The second project has been the development of a protocol to differentiate pluripotent stem cells into neural progenitor cells. This will be of particular use when studying human brain development and what makes our species special, i.e. why are we more intelligent than other great apes.
In a study recently published in the journal Heliyon, we adapted a protocol from the Parmar group and were able to derive forebrain progenitors from human iPSCs. These are the cells that develop into the cerebral cortex, the part of the brain responsible for higher thought processes such as speech and decision making, of interest at an evolutionary perspective. We then went on to study the expression of long intergenic non-coding RNAs (or lincRNAs) throughout our differentiation protocol. The functions of lincRNAs are as yet largely undescribed, although there are theories that they may be in the control of gene expression and the translation of mRNAs. We were able to identify many previously uncharacterised lincRNAs that displayed dynamic expression during human forebrain neurogenesis. This data is a great resource and could be of particular importance in the study of neurodevelopment disorders, such as Autism and Schizophrenia.

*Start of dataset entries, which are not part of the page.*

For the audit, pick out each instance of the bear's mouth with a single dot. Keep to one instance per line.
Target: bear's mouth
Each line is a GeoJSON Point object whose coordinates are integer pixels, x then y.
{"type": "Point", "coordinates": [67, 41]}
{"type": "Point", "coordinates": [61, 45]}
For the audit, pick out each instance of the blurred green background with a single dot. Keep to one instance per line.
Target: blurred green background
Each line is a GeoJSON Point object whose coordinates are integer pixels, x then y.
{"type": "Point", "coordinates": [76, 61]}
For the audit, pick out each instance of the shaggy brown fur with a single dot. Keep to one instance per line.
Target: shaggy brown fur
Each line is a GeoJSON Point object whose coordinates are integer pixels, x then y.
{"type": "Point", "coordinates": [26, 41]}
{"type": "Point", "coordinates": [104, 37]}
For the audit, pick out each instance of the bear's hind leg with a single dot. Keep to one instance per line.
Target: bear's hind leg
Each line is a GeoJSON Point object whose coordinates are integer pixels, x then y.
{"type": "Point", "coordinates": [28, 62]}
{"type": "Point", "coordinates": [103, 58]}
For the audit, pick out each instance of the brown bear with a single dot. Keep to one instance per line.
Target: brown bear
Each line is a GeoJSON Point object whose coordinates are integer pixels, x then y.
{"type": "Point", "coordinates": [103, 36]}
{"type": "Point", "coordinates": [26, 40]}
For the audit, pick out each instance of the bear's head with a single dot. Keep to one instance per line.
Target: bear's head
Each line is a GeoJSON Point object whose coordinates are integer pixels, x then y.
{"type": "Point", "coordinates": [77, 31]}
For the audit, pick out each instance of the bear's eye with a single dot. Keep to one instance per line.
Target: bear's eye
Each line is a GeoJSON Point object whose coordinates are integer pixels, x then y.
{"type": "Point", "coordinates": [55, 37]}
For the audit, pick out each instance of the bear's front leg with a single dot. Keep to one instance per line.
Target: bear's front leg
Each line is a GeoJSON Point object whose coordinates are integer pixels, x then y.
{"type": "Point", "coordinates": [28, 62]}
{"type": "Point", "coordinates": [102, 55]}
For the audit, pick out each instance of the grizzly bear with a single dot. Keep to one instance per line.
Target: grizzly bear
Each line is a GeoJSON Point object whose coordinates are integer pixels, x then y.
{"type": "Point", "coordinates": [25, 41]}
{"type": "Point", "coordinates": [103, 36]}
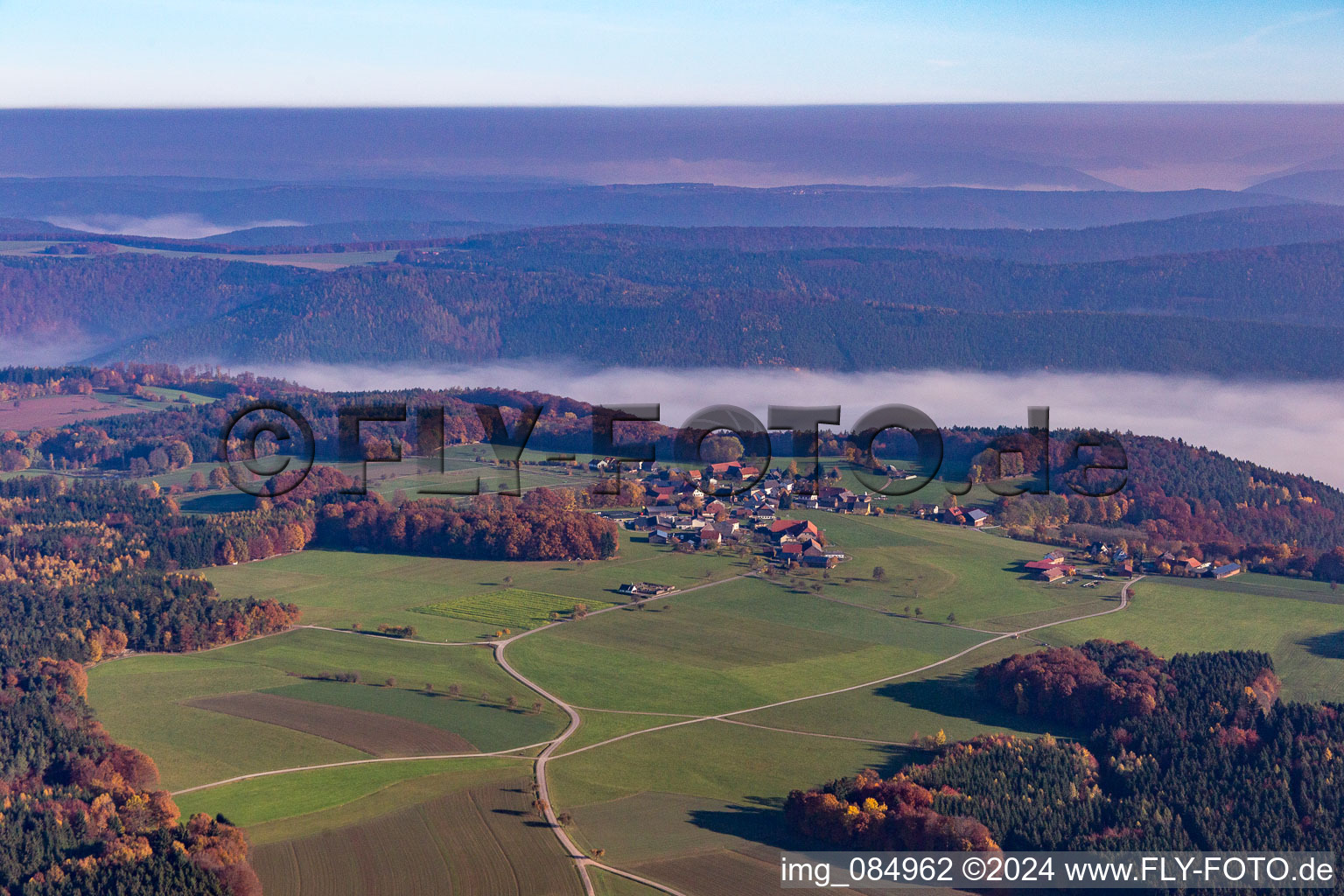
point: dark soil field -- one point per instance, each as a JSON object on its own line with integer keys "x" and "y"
{"x": 486, "y": 841}
{"x": 368, "y": 731}
{"x": 57, "y": 410}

How did you end up doing a PhD at Lund Stem Cell Center?
From an early age, I was interested in research and science. During high-school I decided that I wanted to study neuroscience. I went on to participate in the Preparatory Program at Lund University, which was structured as a semester that included lectures and workshops, and some experience working in a research lab. I chose to work in the Jakobsson lab, as I thought it was a really interesting mixture between neuroscience and genetics. I started my PhD just a few weeks after finishing the program.
How has the Coronavirus pandemic been affecting how have been working?
Luckily I have been able to work from home as I have been writing my thesis. In terms of my defence, I have had to rearrange a lot of things on quite short notice. This has included finding a new opponent for my defence, as my original opponent was from northern Italy. There has been a lot of uncertainty.
What are your plans for after you defend your thesis?
I will be working in the lab until mid-April and then during the summer I have a project working as a freelance medical writer. I am excited to see how that goes!
What is the best thing that Lund Stem Cell Center has to offer?
The Research School in Stem Cell Biology here at the Stem Cell Center is great. The courses, seminars and workshops that they offer are really good. It’s a very useful resource to have throughout your studies, and helps put everything into context. You get to know other people in the Stem Cell Center who may be working in completely different research areas to you, but still have overlapping interests.
Daniela will be defending her PhD thesis titled “Development and Application of in vitro Models to Study Human Brain Evolution and Disease” on Thursday 23rd April at 09:00 at Segerfalksalen BMC A10 or by Zoom: https://lu-se.zoom.us/j/221230404.
Her opponent is Associate Professor Jens Hjerling-Leffler from Karolinska Institute.